In this state our society was hopelessly vulnerable to a virus that could only be contained with communal action and prioritizing the greater good. After 240 years of American hubris and 15 years of social-media-driven division there was no way we could have put our personal beliefs aside and acted in unison to effectively deal with the coronavirus.

We were effectively sitting ducks for COVID and still are. I can’t remember where I heard the theory (hey, it’s my first conspiracy blog post) that Russia wasn’t so much meddling in American affairs to get El Idiota elected. They just wanted to stir the pot enough to make us a dysfunctional nation, so mired in our loathing of each other that our legislators couldn’t pass a bill. Contributing to the election of Cheeto Jesus was a wonderful bonus for them. I’ve also heard the theory that the coronavirus was cooked up in a lab for release in the U.S. But it doesn’t matter if either of these theories has any truth or none at all. What’s happened is that the U.S. was an effectively dysfunctional nation by 2016 and the coronavirus has done us more damage than any other country on the planet.
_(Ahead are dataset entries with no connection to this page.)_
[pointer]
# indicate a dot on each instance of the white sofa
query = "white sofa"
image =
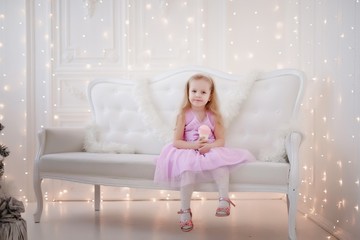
(133, 119)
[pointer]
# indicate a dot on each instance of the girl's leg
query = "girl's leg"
(185, 196)
(186, 191)
(221, 177)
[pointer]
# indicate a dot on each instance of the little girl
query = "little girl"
(190, 159)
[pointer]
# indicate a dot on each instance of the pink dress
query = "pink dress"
(174, 165)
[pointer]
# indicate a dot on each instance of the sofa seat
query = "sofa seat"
(142, 166)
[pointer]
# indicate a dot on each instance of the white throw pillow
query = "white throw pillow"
(93, 143)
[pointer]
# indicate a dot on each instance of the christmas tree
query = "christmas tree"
(4, 152)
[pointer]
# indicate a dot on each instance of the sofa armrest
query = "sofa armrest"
(292, 146)
(58, 140)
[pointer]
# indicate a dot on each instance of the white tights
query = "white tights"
(221, 177)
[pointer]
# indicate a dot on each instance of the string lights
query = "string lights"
(276, 34)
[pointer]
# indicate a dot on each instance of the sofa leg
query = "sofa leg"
(39, 199)
(292, 204)
(97, 197)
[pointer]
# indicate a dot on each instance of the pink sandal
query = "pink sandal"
(186, 226)
(224, 212)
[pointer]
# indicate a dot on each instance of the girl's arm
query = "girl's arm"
(179, 141)
(219, 139)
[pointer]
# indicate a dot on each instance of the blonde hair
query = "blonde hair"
(212, 105)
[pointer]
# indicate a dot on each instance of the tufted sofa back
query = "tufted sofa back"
(142, 113)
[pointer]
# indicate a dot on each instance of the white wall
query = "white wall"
(59, 46)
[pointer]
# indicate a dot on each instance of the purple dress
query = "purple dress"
(174, 165)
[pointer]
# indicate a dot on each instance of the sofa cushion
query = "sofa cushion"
(142, 167)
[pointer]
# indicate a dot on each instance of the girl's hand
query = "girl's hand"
(203, 146)
(199, 144)
(204, 149)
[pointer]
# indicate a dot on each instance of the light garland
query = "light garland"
(268, 33)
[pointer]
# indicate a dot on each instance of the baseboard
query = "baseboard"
(327, 225)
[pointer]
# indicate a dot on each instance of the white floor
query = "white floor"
(251, 219)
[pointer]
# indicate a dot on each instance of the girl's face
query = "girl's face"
(199, 92)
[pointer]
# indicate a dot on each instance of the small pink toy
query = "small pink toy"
(204, 132)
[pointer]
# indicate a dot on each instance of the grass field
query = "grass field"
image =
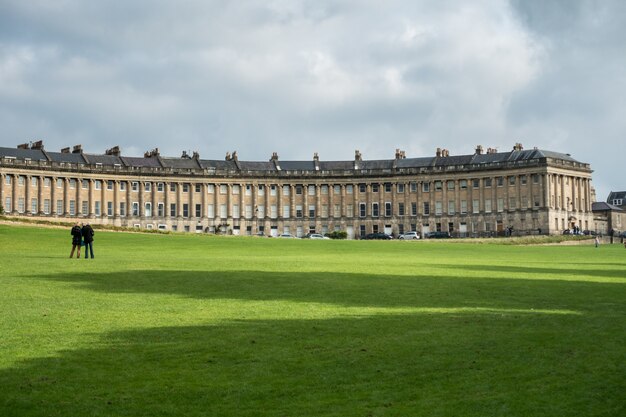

End of conspiracy theorizing.

I could go on about exactly when the U.S. started falling apart, but my point is that our failure as a nation was sped up by social media. We were heading in a bad direction, but our hatred of one another was exacerbated by those seductive platforms.

In The Social Dilemma one expert says she believes we will eventually fix the state of social media but it will take a long time. I don’t think we have that much time. We’ve reached the point at which Americans will vote against our own interests if it will cause those we hate to suffer, too. I believe that’s not even childish because most children won’t willingly hurt themselves just to also hurt someone else. I’m grappling for a metaphor that illustrates the size of the United States’ self-destruction. It’s as if we all have the power to give each other a serious disease and we keep doing things to spread it.